What makes a software a working product, is its source code. From what a software is for, to whatever it can do, and how it works, is all written inside its source code.
Yandex is a Russian multinational technology company, which conducts business by providing internet-related products and services. It's an internet search engine, as well as an e-commerce platform, and a place for navigation, online advertising, and more.
The company operates an empire on the internet, and because of that, it's often referred to as the Google of Russia.
And this time, a Yandex source code repository allegedly stolen by a former employee of the Russian technology company, has allegedly been leaked as a torrent on a popular hacking forum.
The leaker posted a magnet link that they claim are "Yandex git sources," consisting a massive 44.7 GB of files stolen source code, which the leaker claimed to come from the company in July 2022.
These code repositories allegedly contain all of the company's source code besides anti-spam rules.
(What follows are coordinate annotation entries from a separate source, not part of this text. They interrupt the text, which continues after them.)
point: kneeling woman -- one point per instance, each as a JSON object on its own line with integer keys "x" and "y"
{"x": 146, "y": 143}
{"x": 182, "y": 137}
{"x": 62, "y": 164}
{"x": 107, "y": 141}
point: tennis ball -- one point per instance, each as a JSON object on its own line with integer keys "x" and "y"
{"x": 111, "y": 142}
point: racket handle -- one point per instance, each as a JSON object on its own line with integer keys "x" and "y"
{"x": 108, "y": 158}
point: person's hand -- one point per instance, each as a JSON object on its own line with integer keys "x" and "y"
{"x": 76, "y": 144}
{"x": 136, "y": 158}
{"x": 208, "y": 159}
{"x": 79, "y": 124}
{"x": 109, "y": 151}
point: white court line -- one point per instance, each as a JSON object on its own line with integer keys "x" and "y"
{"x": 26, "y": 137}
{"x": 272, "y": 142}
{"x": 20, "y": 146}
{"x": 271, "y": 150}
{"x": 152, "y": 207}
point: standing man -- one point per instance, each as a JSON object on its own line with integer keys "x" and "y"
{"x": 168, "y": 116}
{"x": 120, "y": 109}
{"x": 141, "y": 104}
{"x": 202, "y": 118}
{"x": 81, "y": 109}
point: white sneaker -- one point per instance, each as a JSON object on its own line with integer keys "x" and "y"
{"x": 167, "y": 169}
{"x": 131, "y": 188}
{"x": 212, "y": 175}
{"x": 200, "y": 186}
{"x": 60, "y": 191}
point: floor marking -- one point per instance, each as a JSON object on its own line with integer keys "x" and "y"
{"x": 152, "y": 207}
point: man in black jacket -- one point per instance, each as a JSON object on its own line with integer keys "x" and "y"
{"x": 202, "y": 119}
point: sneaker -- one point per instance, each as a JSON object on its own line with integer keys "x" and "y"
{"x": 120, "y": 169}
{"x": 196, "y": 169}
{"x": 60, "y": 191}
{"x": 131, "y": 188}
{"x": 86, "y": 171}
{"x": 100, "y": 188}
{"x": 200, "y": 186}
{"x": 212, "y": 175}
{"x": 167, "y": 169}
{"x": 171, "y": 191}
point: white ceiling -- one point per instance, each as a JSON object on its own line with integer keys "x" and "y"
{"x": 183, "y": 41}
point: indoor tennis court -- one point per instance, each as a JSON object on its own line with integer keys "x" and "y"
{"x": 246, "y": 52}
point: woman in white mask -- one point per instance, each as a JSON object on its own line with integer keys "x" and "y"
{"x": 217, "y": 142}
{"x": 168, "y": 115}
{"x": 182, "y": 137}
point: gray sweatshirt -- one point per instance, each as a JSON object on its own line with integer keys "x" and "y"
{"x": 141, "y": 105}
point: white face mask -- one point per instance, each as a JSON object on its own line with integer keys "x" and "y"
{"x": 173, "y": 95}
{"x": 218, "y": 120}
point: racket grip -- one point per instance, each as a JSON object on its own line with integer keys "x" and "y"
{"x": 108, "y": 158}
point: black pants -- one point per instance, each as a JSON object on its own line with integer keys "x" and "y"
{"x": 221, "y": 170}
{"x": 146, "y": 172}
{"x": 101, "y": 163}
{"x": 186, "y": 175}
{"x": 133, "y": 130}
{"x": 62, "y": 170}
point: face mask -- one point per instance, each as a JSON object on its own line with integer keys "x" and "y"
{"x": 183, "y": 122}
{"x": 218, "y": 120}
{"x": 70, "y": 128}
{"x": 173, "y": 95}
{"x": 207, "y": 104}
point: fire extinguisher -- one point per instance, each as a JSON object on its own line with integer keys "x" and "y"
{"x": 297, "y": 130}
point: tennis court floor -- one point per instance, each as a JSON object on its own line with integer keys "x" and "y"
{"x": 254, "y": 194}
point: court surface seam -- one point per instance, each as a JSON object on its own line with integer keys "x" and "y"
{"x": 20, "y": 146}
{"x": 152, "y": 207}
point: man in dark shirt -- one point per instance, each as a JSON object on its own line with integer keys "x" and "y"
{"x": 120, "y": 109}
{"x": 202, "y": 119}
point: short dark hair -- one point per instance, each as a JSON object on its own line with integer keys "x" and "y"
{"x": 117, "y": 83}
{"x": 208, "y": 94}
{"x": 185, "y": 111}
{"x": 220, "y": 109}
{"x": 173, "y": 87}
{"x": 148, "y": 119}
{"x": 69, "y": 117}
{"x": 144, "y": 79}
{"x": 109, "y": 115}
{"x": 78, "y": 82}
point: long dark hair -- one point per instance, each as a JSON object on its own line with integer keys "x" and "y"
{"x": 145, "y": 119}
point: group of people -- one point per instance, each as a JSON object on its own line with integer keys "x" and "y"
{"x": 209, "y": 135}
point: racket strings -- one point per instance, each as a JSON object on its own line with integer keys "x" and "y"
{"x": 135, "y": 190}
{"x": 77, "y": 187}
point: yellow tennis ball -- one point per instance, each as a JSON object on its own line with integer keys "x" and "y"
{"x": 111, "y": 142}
According to software engineer Arseniy Shestakov in his website post, the leaked Yandex Git repository contains technical data and code about the following products:
- Yandex search engine and indexing bot.
- Yandex Maps.
- Alice (AI assistant).
- Yandex Taxi.
- Yandex Direct (ads service).
- Yandex Mail.
- Yandex Disk (cloud storage service).
- Yandex Market.
- Yandex Travel (travel booking platform).
- Yandex360 (workspaces service).
- Yandex Cloud.
- Yandex Pay (payment processing service).
- Yandex Metrika (internet analytics).
Shestakov also put the alleged source code to a directory listing on GitHub.
"There are at least some API keys, but they are likely only been used for testing deployment only," Shestakov said about the leaked data.
In response to the alleged leak, Yandex made a statement, which said that its systems were not hacked, and confirmed the authenticity of the data.
"A repository is a tool for storing and working with code. Code is used in this way internally by most companies."
"Repositories are needed to work with code and are not intended for the storage of personal user data. We are conducting an internal investigation into the reasons for the release of source code fragments to the public, but we do not see any threat to user data or platform performance."
Speaking to BleepingComputer, Grigory Bakunov, a former senior systems administrator, deputy chief of development, and director of spreading technologies at Yandex, explained that the motive of the data leak was political, likely motivated by Russia’s invasion of Ukraine. Bakunov also said that the rogue Yandex employee responsible for the data leak had not tried to sell the code to competitors.
Bakunov added that the leak does not contain any customer data, so it does not pose a direct risk to the privacy or security of Yandex users, nor does it directly threaten to leak proprietary technology.
Just like big tech companies, Yandex is aware of possible data leak, and have precautions in place in case the worst happens.
In this case, Yandex is said to use a monorepo structure called 'Arcadia'. And to make the leaked source code a working software, internal tools and special knowledge are required.
What this means, standard compiling the code procedure does not apply.
What's more, the leaked repository contains only the code, but no database. What this means, even if the source code can be compiled and ran, key information is still missing, which in turn makes the software almost useless.
However, the leaked data does show some of the inner workings of Yandex.
First of, according to securitylab.ru, the leaked source code contains lots of code written in Python 2.7, and all files and folders have the same date: "2022-02-24."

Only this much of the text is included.